We asked the participants to form teams, to compete against each other. Most formed pairs. The task we set them was to build a small webserver that could respond to requests that we would send them. We didn’t tell them in advance what the requests would be, the only way for them to discover this was to build something, launch it into the marketplace, and see what they received. For each request, the response was scored, and running totals kept for each teams score. We displayed a leaderboard on screen throughout the session.
We played the main part of the game for about an hour, and the atmosphere was tense. Pairs huddled over laptops, tailing logs, programming solutions, checking their scores. The competition was tight, and the top of the leaderboard changed often throughout the session. We spent some time peering over their shoulders to try and determine their various strategies.

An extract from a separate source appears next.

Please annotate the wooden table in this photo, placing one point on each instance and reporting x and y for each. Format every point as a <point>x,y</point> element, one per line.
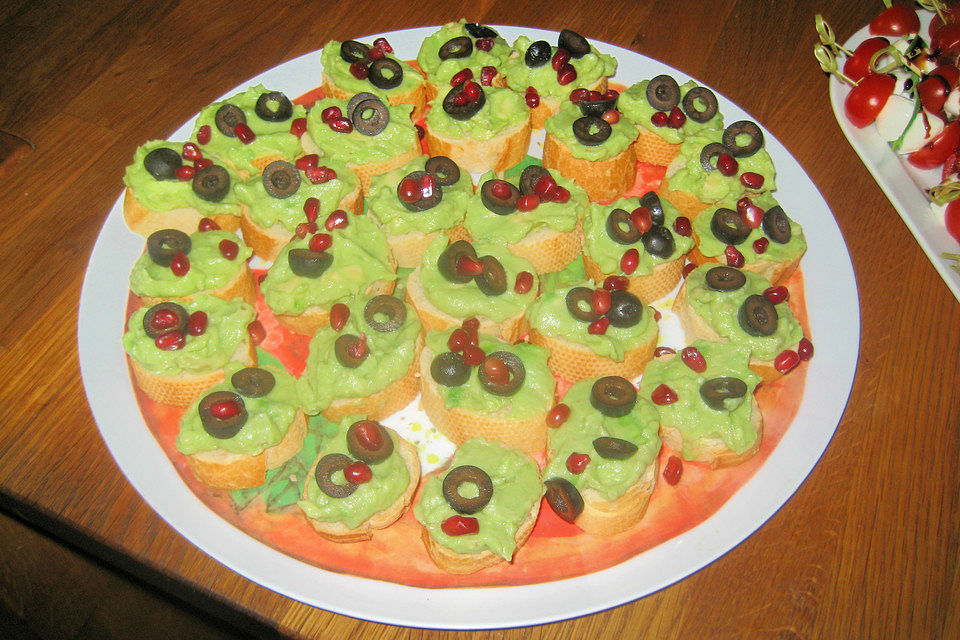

After an hour or so, we called the end of the competition. As a group, we reflected on the exercise, and the decisions that people had made. There were varying strategies, but a common thread was that under the pressure of the competition and varying requests, people had coded quickly, and perhaps messily, and had not written many tests. They weren’t particularly proud of what they had written, but it had worked. Presumably it was “good enough” for the task in hand.
We want to run this session again, and we want to take more notice of how the scores vary throughout the session. Perhaps we can plot a graph and maybe tie specific events or phases back to particular aspects of the graph. We also wonder what would happen if we ran the exercise over a longer timescale, perhaps a whole day. It wouldn’t be possible for people to maintain the same intensity and concentration over a whole day, so we wonder how their strategy would change. I also wonder what would happen if the teams were larger.
This is definitely a fun exercise. We hope to run it again in future, and some of the particpants from XP2011 have gone on to run the session with their own user groups.